A global health pandemic doesn’t respect sovereign borders and the strong-man politics of taking back control. It requires us to stay local and be interdependent with neighbours. This is familiar ground for me. I wrote a book about how the global and the local intersect at street-level and about how the stories from the many streets that make up a nation is an expression of our collective wellbeing.
While many spend their lockdown days in their back gardens, ripping up weeds and tending seeds, others are cautiously unpacking pot plants in empty hotel rooms. Wherever the tactility of hand-holding and hugs is absent, we reach for and grasp signs of new life where we can find it.

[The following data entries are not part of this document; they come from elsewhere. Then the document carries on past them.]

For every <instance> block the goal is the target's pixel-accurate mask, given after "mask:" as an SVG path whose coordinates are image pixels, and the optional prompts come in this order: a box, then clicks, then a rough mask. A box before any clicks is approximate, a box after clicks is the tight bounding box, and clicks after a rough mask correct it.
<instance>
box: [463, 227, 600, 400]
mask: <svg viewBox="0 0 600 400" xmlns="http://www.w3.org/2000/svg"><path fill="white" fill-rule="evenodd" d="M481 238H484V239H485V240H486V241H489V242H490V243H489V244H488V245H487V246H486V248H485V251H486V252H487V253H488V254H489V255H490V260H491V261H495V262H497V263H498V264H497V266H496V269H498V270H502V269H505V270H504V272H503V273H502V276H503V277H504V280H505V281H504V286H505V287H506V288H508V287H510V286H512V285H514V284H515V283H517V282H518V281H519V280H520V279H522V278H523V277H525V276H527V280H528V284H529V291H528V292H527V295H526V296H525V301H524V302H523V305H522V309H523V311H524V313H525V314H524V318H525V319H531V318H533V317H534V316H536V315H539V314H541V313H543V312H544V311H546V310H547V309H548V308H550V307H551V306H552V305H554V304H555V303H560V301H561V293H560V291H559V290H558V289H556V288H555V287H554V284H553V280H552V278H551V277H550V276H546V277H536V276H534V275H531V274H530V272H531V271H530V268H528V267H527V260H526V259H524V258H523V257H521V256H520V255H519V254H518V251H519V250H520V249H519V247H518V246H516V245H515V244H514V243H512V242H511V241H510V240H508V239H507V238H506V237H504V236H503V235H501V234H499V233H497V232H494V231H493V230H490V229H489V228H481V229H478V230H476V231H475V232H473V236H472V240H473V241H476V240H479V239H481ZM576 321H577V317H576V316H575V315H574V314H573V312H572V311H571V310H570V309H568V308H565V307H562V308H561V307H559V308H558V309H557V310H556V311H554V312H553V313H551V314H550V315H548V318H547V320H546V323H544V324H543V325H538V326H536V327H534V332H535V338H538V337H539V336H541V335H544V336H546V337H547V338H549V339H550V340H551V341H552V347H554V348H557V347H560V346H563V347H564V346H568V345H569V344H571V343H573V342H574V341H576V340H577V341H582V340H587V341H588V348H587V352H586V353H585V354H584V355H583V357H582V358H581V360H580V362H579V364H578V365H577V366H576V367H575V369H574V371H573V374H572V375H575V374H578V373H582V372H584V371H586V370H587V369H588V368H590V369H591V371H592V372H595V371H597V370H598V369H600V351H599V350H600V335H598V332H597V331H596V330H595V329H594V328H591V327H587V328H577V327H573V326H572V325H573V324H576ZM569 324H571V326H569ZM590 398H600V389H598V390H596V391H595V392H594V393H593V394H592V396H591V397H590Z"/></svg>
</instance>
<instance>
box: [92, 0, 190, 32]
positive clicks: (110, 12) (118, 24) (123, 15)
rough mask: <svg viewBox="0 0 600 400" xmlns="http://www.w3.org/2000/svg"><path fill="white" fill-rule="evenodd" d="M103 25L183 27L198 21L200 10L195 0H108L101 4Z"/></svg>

I’m also a young woman with houseplants and window boxes in place of my own garden. Restrictions and financial uncertainty have pressed pause on immediate plans to move to a home with outdoor space. Like the cancelled holiday to visit relatives abroad and the hiatus on starting my own family, these are small, personal losses that accumulate to form a weighty and stubborn loss. It feels indulgent to vocalise these losses in the context of others grieving and exhausted from bereavement or tough life choices, but they are losses nonetheless. And after sadness and anger comes a quiet acceptance. An acceptance that nothing lasts forever.
In her acclaimed essay for the Financial Times, author Arundhati Roy reminded us that “Historically, pandemics have forced humans to break with the past and imagine their world anew. This one is no different. It is a portal, a gateway between one world and the next.”
Here in the UK, we can still remember the recent past we have come from – February and early March of this year, when we kept calm and carried on as normal while the government sleep-walked us into a nightmare of denial about our readiness for a health crisis. The dereliction of public health duty may have been so grave that we will one day assess the decisions it led to as violations of the right to human dignity.
We don’t yet know where we’re headed. These are days suspended between the old world of profit and property before people and a potential brave, new world where the needs of the most vulnerable and marginalised, including the homeless, are prioritised.
I believe there was hope contained in the green leaves of the pot plant that my new neighbour brought with her-hope for a fairer, kinder world where we can all feel safe, secure and have our dreams realised. And I am hopeful that the enforced pause will be a chance to take stock of the priorities we want to carry with us into whatever happens next.
Dignity is hope’s companion. There is dignity in checking loss and knowing that the work of re-imagining the future is hard. We can always spare a little dignity, for ourselves and one another.